In der weiten hellen Fensternische jener edeln vatikanischen Kammer, an deren Dielen und Wänden Raffael die Triumphe des Menschengeistes verherrlicht, saß ein Greis mit großen Zügen und von ehrwürdiger Erscheinung. Er sprach bedächtig zu dem emporgewendeten, mit dunkelblonden Flechten umwundenen Haupte eines Weibes, das zu seinen Füßen saß und mit einem warmen menschlichen Blut in den Adern ebenso schön war als die Begriffe des Rechtes und der Theologie, wie sie der Urbinate in herrlichen weiblichen Gestalten verkörpert. Der betagte Papst ist seinem langen gebückten Rücken und in seinem fließenden weißen Gewande ähnelte einer klugen Matrone, welche lehrhaft mit einem jungen Weibe plaudert.

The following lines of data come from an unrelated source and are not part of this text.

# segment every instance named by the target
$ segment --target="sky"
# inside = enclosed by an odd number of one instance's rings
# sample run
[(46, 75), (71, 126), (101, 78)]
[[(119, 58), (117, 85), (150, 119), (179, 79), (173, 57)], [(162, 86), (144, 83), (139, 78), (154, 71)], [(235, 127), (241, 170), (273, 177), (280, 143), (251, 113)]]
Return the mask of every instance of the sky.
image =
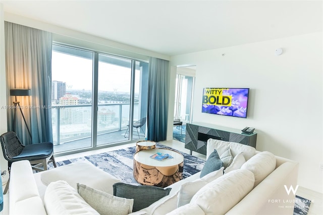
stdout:
[[(92, 61), (83, 58), (52, 51), (52, 81), (66, 83), (66, 90), (92, 89)], [(99, 62), (99, 91), (130, 91), (131, 69)], [(136, 75), (140, 73), (136, 73)], [(139, 79), (136, 77), (135, 92), (139, 91)], [(138, 86), (138, 87), (137, 87)]]

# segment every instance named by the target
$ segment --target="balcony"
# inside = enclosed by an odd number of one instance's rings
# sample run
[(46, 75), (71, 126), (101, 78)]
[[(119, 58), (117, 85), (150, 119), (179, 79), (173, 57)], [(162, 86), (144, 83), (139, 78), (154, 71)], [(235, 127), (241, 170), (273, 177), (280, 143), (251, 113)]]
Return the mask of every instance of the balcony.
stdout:
[[(52, 108), (54, 152), (90, 148), (92, 145), (92, 104), (56, 105)], [(140, 119), (139, 104), (134, 107), (134, 119)], [(98, 104), (96, 146), (131, 140), (127, 132), (130, 104)], [(140, 132), (140, 131), (139, 131)], [(144, 138), (134, 132), (132, 139)]]

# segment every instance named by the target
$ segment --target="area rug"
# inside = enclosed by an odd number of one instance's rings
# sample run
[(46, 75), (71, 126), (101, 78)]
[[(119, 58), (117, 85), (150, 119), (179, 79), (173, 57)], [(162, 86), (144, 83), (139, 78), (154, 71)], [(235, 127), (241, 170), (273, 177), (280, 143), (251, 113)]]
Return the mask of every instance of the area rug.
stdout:
[[(185, 179), (202, 170), (205, 161), (202, 159), (190, 155), (186, 153), (157, 143), (157, 147), (169, 148), (183, 154), (184, 170), (183, 178)], [(93, 154), (90, 156), (73, 158), (56, 162), (58, 166), (65, 165), (78, 160), (88, 160), (96, 167), (110, 173), (123, 182), (130, 184), (138, 184), (133, 178), (133, 155), (136, 152), (135, 146), (115, 151)], [(50, 169), (50, 168), (49, 168)]]
[(306, 215), (309, 210), (310, 200), (296, 195), (293, 215)]
[(173, 128), (173, 139), (185, 143), (186, 131), (186, 125), (174, 126)]

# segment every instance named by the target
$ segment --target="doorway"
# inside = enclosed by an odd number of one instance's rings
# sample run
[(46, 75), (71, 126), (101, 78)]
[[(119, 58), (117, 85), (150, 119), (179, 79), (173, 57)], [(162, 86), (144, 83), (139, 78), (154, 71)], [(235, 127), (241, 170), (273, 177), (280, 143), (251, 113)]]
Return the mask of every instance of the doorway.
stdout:
[(174, 119), (184, 123), (192, 120), (192, 101), (196, 66), (178, 67), (176, 70)]

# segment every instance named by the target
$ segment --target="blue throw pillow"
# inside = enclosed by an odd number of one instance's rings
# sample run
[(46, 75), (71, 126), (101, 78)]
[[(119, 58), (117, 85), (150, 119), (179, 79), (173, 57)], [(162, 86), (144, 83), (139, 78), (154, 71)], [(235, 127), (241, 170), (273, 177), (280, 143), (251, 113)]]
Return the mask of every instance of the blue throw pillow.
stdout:
[(223, 162), (220, 159), (218, 151), (214, 149), (206, 160), (206, 162), (201, 171), (200, 178), (202, 178), (212, 172), (220, 170), (221, 167), (223, 167)]

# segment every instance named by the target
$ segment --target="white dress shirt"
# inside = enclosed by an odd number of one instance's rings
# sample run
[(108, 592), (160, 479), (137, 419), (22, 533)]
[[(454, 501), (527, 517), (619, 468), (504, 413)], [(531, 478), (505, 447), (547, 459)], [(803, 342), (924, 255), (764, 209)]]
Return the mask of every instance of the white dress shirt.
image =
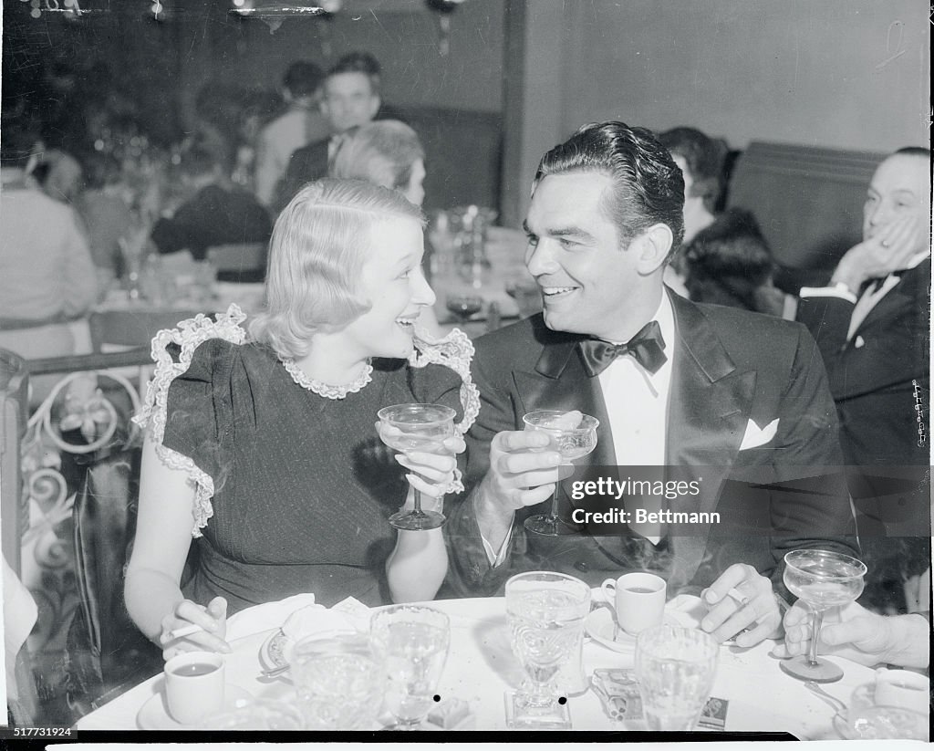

Noch nicht gar lange mochte Victoria auf ihrem Schemel gesessen haben, denn der Heilige Vater erkundigte sich eben erst nach dem Befinden ihres Gatten des Marchese von Pescara. »Die Seitenwunde von Pavia macht sich nicht mehr fühlbar?« sagte er.

»Der Marchese ist völlig geheilt«, erwiderte Victoria unschuldig. »Die Seitenwunde ist vernarbt sowie auch die schlimmere Stirnwunde.